I thought green was bad?
Green light in small amounts is fine, it’s beneficial to most plants. Green light is transmitted deeper into the leaf and is more efficient than either blue or red light at driving CO2 fixation on the lower sides of the leaf. Some newer full spectrum lights are even including green and yellow light for slightly better yield of expensive crops. The reason not everyone uses green is because it is poorly absorbed into the plant, making it costly to use. Most LED lights on the market still focus on only red and blue light since it is the most efficient at driving photosynthesis. This keeps the price of the light affordable to commercial growers so they can produce inexpensive indoor crops year round. We use a full spectrum white light so you can enjoy healthy plants in your living room all year long!
Why should I grow plants indoors?
The addition of plants to a room can instantly change the atmosphere and add that kick your décor needs to stand out and feel complete. Plants also have the added benefit of providing positive health benefits, such as increased oxygen levels. Many plants were found to remove up to 90% of carcinogenic chemicals from the air.
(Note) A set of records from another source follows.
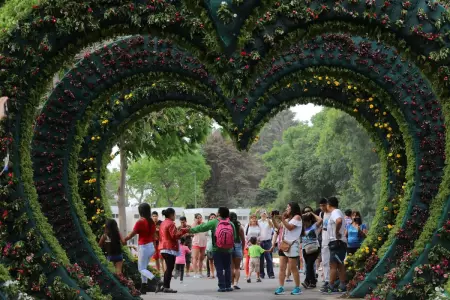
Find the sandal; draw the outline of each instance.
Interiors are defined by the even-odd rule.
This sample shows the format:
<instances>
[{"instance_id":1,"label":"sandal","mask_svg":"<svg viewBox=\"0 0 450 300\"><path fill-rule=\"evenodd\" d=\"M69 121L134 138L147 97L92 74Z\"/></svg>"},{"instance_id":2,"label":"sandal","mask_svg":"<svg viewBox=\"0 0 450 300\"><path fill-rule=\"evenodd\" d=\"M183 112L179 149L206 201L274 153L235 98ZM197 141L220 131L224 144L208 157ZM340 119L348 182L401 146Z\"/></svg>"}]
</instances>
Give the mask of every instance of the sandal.
<instances>
[{"instance_id":1,"label":"sandal","mask_svg":"<svg viewBox=\"0 0 450 300\"><path fill-rule=\"evenodd\" d=\"M177 293L177 291L172 290L172 289L164 289L163 293L175 294L175 293Z\"/></svg>"}]
</instances>

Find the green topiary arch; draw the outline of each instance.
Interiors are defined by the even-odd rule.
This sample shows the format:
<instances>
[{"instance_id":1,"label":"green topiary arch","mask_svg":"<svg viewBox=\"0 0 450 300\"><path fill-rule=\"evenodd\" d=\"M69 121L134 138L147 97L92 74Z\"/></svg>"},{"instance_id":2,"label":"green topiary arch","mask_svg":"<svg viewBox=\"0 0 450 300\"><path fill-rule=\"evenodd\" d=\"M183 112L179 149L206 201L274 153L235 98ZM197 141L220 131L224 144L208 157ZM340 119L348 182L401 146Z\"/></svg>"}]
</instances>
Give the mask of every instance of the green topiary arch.
<instances>
[{"instance_id":1,"label":"green topiary arch","mask_svg":"<svg viewBox=\"0 0 450 300\"><path fill-rule=\"evenodd\" d=\"M6 0L0 7L0 91L10 98L0 142L11 161L0 177L0 262L28 293L54 299L136 296L110 272L95 243L98 228L89 226L88 203L83 203L91 196L101 200L105 153L135 112L155 109L157 103L195 106L246 149L270 116L299 98L353 114L379 140L384 191L374 230L349 261L351 294L420 298L414 293L424 285L445 284L442 274L422 271L448 257L449 13L441 5L390 0L20 3ZM36 118L52 74L82 47L117 34L136 36L86 54ZM117 109L111 128L84 126L98 123L96 109L106 107L102 99L123 93L124 85L130 91L147 85L146 76L155 85L134 108ZM126 100L121 97L116 101ZM86 178L77 171L85 170L88 157L95 157L95 180L88 179L95 188L86 190ZM393 287L398 287L395 295Z\"/></svg>"}]
</instances>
We changed the way you think about décor, so get creative and light up the corner of your room with a lemon tree or hang some herbs off of your kitchen wall!
Want to know how to grow a specific plant?
What is the difference between direct and indirect light?
Direct light exposes your plant completely and means your plant has a fully unobstructed view of your light source.
Indirect light means that your light source is not shining onto your plant at full strength. This is because something is obstructing the light from getting a full view of the plant or the light is not positioned directly above your plant.